Público - 04/02/2013 - 00:00
Segundo o TC, os contratos não podiam ser renovados. Dirigente
alegou que as prisões ficariam sem comida por três meses
A Direcção-Geral dos
Serviços Prisionais (DGSP) prorrogou quatro contratos de fornecimento de
serviços de alimentação confeccionada a 32 cadeias em todo o país de forma
ilegal. Em causa estão contratos no valor de mais de três milhões de euros
renovados em 2011. O Tribunal de Contas (TC), num relatório recente ao qual o
PÚBLICO teve acesso, considera que quatro dos 14 contratos, celebrados já em
2007, 2008 e 2009, não poderiam ser prorrogados. Já tinham sido renovados duas
vezes e alcançado o limite previsto.
De acordo com os
magistrados, os contratos, usados pela DGSP em Março de 2011, só poderiam ter
legalmente vigorado até Dezembro de 2010. O TC considera que os contratos
"adicionais" eram, na verdade, contratos novos, pelo que deveriam ter
sido sujeitos a concurso público e à fiscalização prévia do tribunal - o que
não se verificou. "A prorrogação do respectivo prazo não era admissível.
Tratando-se de contratos novos e não meras prorrogações, o procedimento prévio
à adjudicação legalmente exigível era o concurso público", diz o tribunal.
Os magistrados imputam as
irregularidades à directora dos Serviços de Gestão de Recursos Financeiros e
Patrimoniais e à subdirectora-geral dos Serviços Prisionais, mas concluem pela
inexistência de responsabilidade financeira das mesmas, por não terem agido com
dolo e por atender aos seus argumentos, não aplicando sanção. "É uma
opinião do tribunal. O processo foi arquivado", disse ao PÚBLICO o
director-geral dos Serviços Prisionais, Rui Sá Gomes.
As responsáveis indicadas alertam,
na fase de alegações citadas no relatório do tribunal, que o lançamento de um
concurso público "com publicidade internacional" como os magistrados
exigem "nos termos preconizados no relato de auditoria, deixaria a
população reclusa sem se alimentar aproximadamente três meses". Isto
porque, alegam, o concurso teria "um prazo de execução de 85 dias", o
que iria ultrapassar o mês de Janeiro e criar um vazio de tempo entre a
impossibilidade de renovar contratos anteriores e a necessidade de novos contratos.
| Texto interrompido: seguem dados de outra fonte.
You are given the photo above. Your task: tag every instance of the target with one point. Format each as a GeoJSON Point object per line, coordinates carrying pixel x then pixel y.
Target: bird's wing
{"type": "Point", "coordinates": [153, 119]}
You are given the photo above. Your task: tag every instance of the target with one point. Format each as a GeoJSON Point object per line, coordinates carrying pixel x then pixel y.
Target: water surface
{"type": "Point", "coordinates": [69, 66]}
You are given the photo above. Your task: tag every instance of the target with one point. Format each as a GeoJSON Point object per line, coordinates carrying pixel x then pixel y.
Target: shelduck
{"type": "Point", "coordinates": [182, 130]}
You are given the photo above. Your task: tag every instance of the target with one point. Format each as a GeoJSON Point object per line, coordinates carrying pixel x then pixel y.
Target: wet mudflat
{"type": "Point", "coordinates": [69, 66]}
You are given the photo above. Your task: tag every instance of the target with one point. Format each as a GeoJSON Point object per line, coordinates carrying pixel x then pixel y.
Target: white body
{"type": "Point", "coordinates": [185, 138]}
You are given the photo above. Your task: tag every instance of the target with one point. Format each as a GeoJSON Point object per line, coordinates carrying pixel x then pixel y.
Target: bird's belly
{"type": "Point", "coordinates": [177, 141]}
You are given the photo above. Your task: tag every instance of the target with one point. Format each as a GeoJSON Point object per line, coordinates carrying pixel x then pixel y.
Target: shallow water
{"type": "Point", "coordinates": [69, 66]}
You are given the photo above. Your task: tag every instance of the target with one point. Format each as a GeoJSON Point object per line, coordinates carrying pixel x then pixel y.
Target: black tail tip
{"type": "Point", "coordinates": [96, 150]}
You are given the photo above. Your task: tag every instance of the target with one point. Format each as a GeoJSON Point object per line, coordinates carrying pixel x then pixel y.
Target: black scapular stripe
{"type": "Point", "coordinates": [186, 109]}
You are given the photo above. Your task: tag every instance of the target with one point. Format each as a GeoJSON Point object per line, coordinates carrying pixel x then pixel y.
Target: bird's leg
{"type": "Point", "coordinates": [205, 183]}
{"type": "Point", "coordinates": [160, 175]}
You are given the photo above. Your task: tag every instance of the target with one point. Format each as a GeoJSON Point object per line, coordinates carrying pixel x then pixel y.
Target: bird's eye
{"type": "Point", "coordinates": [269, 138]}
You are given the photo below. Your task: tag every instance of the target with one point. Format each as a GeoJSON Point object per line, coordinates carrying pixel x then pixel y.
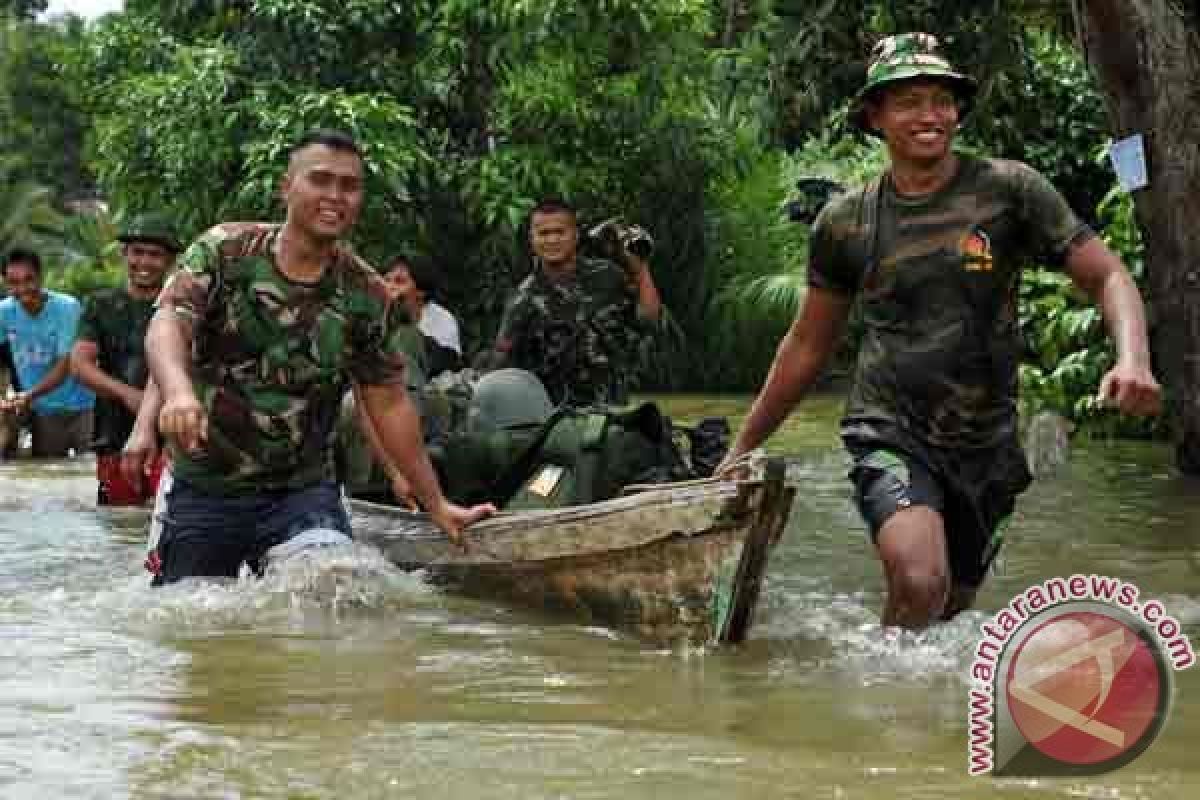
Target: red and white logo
{"type": "Point", "coordinates": [1075, 687]}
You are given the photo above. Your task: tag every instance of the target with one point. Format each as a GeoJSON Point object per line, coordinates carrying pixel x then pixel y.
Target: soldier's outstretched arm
{"type": "Point", "coordinates": [142, 447]}
{"type": "Point", "coordinates": [1131, 384]}
{"type": "Point", "coordinates": [168, 353]}
{"type": "Point", "coordinates": [400, 486]}
{"type": "Point", "coordinates": [799, 359]}
{"type": "Point", "coordinates": [399, 428]}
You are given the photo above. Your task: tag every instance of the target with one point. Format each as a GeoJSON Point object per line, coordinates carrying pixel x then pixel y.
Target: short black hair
{"type": "Point", "coordinates": [330, 138]}
{"type": "Point", "coordinates": [22, 256]}
{"type": "Point", "coordinates": [551, 205]}
{"type": "Point", "coordinates": [424, 272]}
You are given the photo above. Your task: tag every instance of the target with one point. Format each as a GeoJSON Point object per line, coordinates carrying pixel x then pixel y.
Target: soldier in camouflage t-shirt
{"type": "Point", "coordinates": [576, 323]}
{"type": "Point", "coordinates": [257, 337]}
{"type": "Point", "coordinates": [933, 251]}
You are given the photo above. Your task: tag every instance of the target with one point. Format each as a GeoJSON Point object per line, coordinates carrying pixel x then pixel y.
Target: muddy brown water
{"type": "Point", "coordinates": [327, 681]}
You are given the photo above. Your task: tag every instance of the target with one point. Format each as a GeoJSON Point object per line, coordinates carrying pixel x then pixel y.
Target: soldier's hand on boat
{"type": "Point", "coordinates": [403, 492]}
{"type": "Point", "coordinates": [733, 467]}
{"type": "Point", "coordinates": [1132, 389]}
{"type": "Point", "coordinates": [454, 518]}
{"type": "Point", "coordinates": [183, 419]}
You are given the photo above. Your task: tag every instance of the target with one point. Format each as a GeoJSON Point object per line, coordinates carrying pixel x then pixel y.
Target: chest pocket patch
{"type": "Point", "coordinates": [976, 251]}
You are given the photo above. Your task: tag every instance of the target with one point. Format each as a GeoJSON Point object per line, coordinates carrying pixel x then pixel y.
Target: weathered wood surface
{"type": "Point", "coordinates": [666, 564]}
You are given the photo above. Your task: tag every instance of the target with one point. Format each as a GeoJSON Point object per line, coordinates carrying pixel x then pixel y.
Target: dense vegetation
{"type": "Point", "coordinates": [691, 116]}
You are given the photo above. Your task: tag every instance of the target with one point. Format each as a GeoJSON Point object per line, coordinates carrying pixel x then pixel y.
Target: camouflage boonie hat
{"type": "Point", "coordinates": [154, 228]}
{"type": "Point", "coordinates": [904, 56]}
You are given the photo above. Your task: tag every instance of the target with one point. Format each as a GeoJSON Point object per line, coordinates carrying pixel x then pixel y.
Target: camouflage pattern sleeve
{"type": "Point", "coordinates": [828, 260]}
{"type": "Point", "coordinates": [1051, 224]}
{"type": "Point", "coordinates": [189, 289]}
{"type": "Point", "coordinates": [377, 358]}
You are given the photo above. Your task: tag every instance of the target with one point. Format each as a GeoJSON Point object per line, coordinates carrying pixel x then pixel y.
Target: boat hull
{"type": "Point", "coordinates": [672, 564]}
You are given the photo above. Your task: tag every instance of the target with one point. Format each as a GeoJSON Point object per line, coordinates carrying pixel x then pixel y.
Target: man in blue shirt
{"type": "Point", "coordinates": [40, 328]}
Dizem ainda que esta "se mostrou a única via possível para que o Estado
pudesse cumprir uma obrigação vital que sobre si impende, de ordem
constitucional e supraconstitucional", remetendo para a Convenção Europeia
dos Direitos Humanos, que é a "obrigação de assegurar que a população
reclusa é alimentada". O próprio tribunal assume que essas "são
circunstâncias relevantes que militam a favor" das responsáveis, assim
como o facto de "não terem agido com dolo".
Para além disso, a
celebração dos contratos adicionais foi autorizada por despacho dos então
ministro da Justiça e do ministro de Estado e das Finanças em Março de 2011,
sublinha o relatório do tribunal datado de final do ano passado.
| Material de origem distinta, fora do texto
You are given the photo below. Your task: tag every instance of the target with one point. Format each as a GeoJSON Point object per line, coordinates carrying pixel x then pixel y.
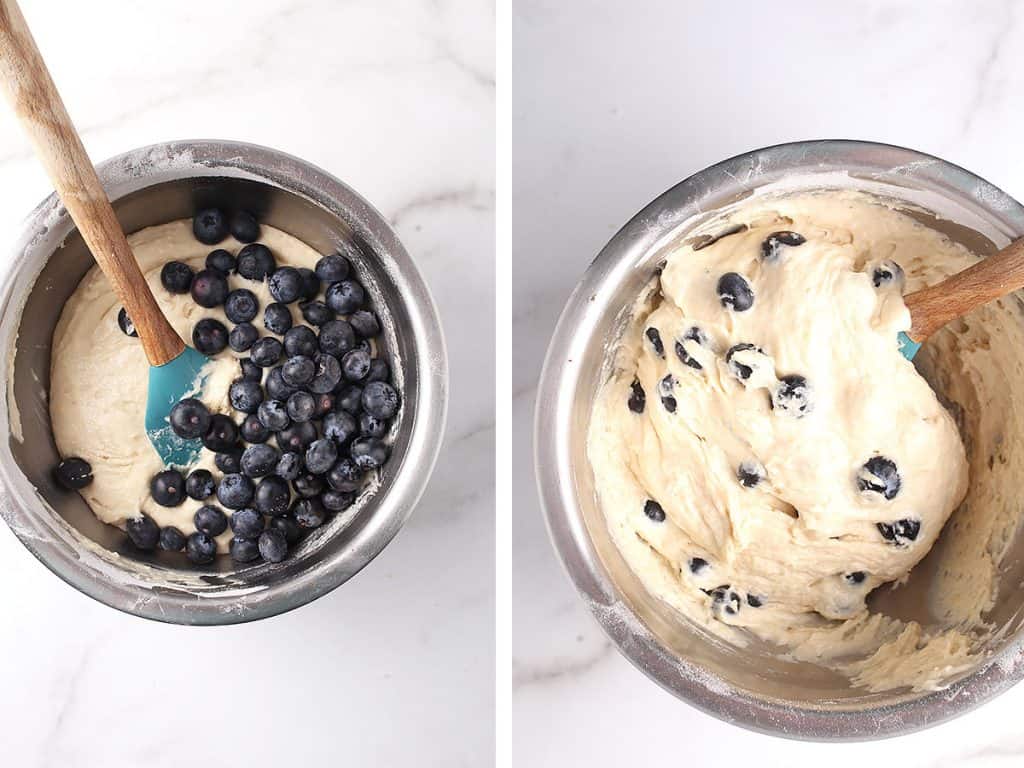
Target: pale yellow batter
{"type": "Point", "coordinates": [98, 376]}
{"type": "Point", "coordinates": [761, 520]}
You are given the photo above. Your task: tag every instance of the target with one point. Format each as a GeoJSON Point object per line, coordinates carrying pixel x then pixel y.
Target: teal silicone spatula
{"type": "Point", "coordinates": [936, 305]}
{"type": "Point", "coordinates": [174, 368]}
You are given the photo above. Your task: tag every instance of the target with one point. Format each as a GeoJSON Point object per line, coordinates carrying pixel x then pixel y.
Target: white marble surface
{"type": "Point", "coordinates": [395, 668]}
{"type": "Point", "coordinates": [610, 104]}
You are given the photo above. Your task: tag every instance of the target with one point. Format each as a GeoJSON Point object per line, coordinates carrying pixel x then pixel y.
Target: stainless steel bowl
{"type": "Point", "coordinates": [154, 185]}
{"type": "Point", "coordinates": [750, 687]}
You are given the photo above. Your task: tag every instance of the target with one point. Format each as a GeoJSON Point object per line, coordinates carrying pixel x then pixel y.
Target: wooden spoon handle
{"type": "Point", "coordinates": [37, 103]}
{"type": "Point", "coordinates": [990, 279]}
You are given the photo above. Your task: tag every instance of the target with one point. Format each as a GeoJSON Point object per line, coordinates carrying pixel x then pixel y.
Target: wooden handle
{"type": "Point", "coordinates": [37, 103]}
{"type": "Point", "coordinates": [990, 279]}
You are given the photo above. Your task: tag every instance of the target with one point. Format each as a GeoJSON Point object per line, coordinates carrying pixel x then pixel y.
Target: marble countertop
{"type": "Point", "coordinates": [396, 667]}
{"type": "Point", "coordinates": [612, 103]}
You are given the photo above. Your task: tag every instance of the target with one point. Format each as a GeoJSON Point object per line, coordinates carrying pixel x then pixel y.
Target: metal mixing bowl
{"type": "Point", "coordinates": [752, 687]}
{"type": "Point", "coordinates": [154, 185]}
Segundo o TC, as ordens de
pagamento, que permitiram realizar a despesa em causa, foram assinadas, quando
os contratos em causa já não vigoravam legalmente. O Tribunal de Contas
salienta também que, apesar das etapas legais não cumpridas, o montante
previsto nos contratos foi quase todo utilizado. "Constatou-se, porém, que
os contratos em apreço produziram todos os efeitos materiais e quase todos os
efeitos financeiros antes que este tribunal se pronunciasse, em sede de
fiscalização prévia, sobre os mesmos", refere o documento que evidencia
"ilegalidades" na contratação.
"Tendo-se verificado
que a quase totalidade dos pagamentos foram autorizados e efectivamente
realizados, sem que os contratos que lhes deram origem tenham sido apreciados
por este tribunal, em sede de fiscalização prévia, conclui-se que com a prática
destes actos (...) se está perante violação das normas sobre pagamento de
despesas públicas", referem ainda os juízes.
Os magistrados lembram ainda
no relatório que a "DGSP é uma entidade compradora vinculada, pelo que lhe
está vedada a possibilidade de adoptar procedimentos tendentes à contratação
directa de bens ou serviços relativamente aos quais já existam acordos quadro
celebrados pela Agência Nacional de Compras Públicas". A DGSP pretendia
estender o prazo dos contratos para assegurar o fornecimento do serviço até à
conclusão de um concurso em curso, mas um dos concorrentes apresentou uma
providência cautelar que "fez suspender os prazos", sendo por isso
necessário celebrar "novos adicionais", admite o Tribunal de Contas.